René Franquemagne, le monument de Louhans-Cuiseaux !

Le club de Saône-et-Loire, longtemps une des places fortes du football professionnel, s’appuie depuis sa création, en 1970, sur un formidable ambassadeur : son secrétaire général, une cheville ouvrière de 76 ans qui traverse les époques avec passion. Interview.

Photo LCFC

C’est un homme en or. Une bible, même s’il lui arrive d’oublier les dates. Une légende de 76 ans. Dont 52 passés rien qu’au club de Cuiseaux-Louhans tout d’abord, dès 1970, puis Louhans-Cuiseaux ensuite, lorsqu’en 1989, l’ordre de ces deux petites bourgades de Saône-et-Loire, séparées de seulement 20 kilomètres, a été inversé.

Dans ce bon vieux stade de Bram, René Franquemagne, le monument du club, qui a son petit caractère, une certaine éloquence, un humour fin et le sens de la formule, qui ne manque pas de rappeler que  » les vieux Louhannais ne prononcent pas Brame mais Bran.
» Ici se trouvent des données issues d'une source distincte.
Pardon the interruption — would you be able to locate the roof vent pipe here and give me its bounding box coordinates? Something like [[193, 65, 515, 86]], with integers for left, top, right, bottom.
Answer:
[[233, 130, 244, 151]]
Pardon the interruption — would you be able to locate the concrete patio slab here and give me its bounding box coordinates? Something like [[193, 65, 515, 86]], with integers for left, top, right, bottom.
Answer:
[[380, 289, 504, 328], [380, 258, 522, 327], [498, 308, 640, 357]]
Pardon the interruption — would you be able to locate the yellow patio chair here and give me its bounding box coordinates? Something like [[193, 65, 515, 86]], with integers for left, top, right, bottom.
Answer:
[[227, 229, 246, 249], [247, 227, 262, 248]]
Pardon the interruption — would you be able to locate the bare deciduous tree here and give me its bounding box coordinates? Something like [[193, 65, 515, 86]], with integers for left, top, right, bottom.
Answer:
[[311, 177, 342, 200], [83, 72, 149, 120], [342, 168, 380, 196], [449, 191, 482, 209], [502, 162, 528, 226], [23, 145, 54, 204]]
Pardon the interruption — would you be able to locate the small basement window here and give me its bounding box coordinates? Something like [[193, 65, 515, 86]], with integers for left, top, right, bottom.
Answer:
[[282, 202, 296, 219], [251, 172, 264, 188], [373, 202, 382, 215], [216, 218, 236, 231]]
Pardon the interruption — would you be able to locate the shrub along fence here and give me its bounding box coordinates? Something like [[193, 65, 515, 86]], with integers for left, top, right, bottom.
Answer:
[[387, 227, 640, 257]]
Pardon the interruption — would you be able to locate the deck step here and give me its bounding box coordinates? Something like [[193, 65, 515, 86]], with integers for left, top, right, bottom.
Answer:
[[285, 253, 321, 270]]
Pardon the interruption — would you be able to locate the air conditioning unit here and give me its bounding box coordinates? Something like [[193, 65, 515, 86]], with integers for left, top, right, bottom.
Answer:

Bran, c’est un truc de journalistes », a tout vu. Tout connu. Tout entendu.

Cette année, il entame, accrochez-vous bien, sa 53e saison au poste de secrétaire administratif.
Bien sûr qu’il faut être passionné pour tenir aussi longtemps. Et faire des concessions : « Parfois je l’ai fait au détriment, non pas de ma vie de ma famille, car j’ai trois filles qui m’adorent, qui ont une situation, mais… Simplement, je n’ai peut-être pas été le meilleur père ou le meilleur mari car j’ai fait passer ma passion du foot avant des événements familiaux ».

Il faut être ouvert d’esprit aussi, pour traverser toutes ces époques, pour suivre l’évolution d’un jeu qui n’a plus rien à voir avec celui qu’il a connu en 1970, lorsque l’industriel de Cuiseaux, Bernard Morey, avec l’appui du maire de Louhans de l’époque, Gabriel Reynaud, a réuni les deux communes pour ne faire qu’un seul club. Et quel club !

17 saisons en Division 2

Le stade de Bram. (Photo A.B.)

Car Louhans-Cuiseaux, c’est 17 saisons en Division 2 (1971-73, 1981-85, 1986-93, 1995-98, 1999-2000) et 12 en national (1993-95, 1998-99, 2000-04 et 2005-10) ! Un peu à la manière de petites villes comme Guingamp, tout le monde connaît Louhans et sa grande rue, ses arcades et ses jolies façades moyenâgeuses. Et ça, c’est grâce au foot.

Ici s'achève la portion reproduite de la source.